Molina provides further explanation of Molinism in his last disputation (not covered here) - Disputation 53: On Predeterminations, and where the certitude of God's knowledge of future contingents comes from (Parts 1-4). Kenneth Keathley's book Salvation & Sovereignty: A Molinist Appraoch also provides a Molinist understanding of the famed TULIP for modern readers. The impacts of Luis Molina's insights into God's Sovereignty and its compatibility with human free will is remarkable, while doing justice to scripture.
So, why has no one ever heard of Molinism?

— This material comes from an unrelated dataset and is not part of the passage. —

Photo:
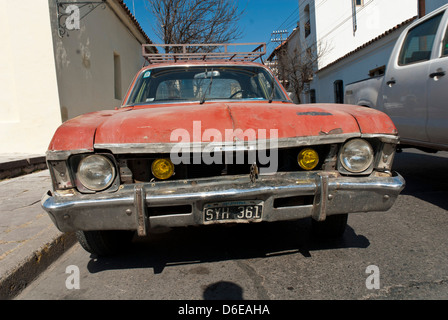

The likely answer is because Molinism is often challenging to explain when compared to Arminianism and Calvinism.
Yet, despite his Scholasticism, Luis Molina explains it best:
Disp 52.29 – For (i) the things that issue forth from our choice or depend on it are not going to happen because they are foreknown by God as going to happen, but, to the contrary, they are foreknown by God as going to happen in this or that way because they are so going to happen by virtue of our freedom of choice – though if they were going to happen in a contrary way, as they are able to, then from eternity they would be foreknown as going to happen in that contrary way instead of in the way they are in fact foreknown as going to happen – and, indeed, (ii) the knowledge by which God knew absolutely that such-and-such things would come to be is not a cause of things, but rather, once the order of things that we see has been posited by free determination of the divine will, then (as Origen and the other Fathers observe) the effects will issue forth from their causes – naturally from natural causes, freely and contingently with respect to both parts from free causes – just as if God had no foreknowledge of future events.
9/5/2014 06:47:43 am
Hello! Excellent summary of Molinism. I am a student, and may have a quasi-molinistic model written up at some point, which you may want to look at. I am appreciative of your work
9/8/2014 06:51:32 am
Glad you found it useful. If you can offer a variation of Molinism that is free from some of the issues of sovereignty & free will that would certainly be an interesting read!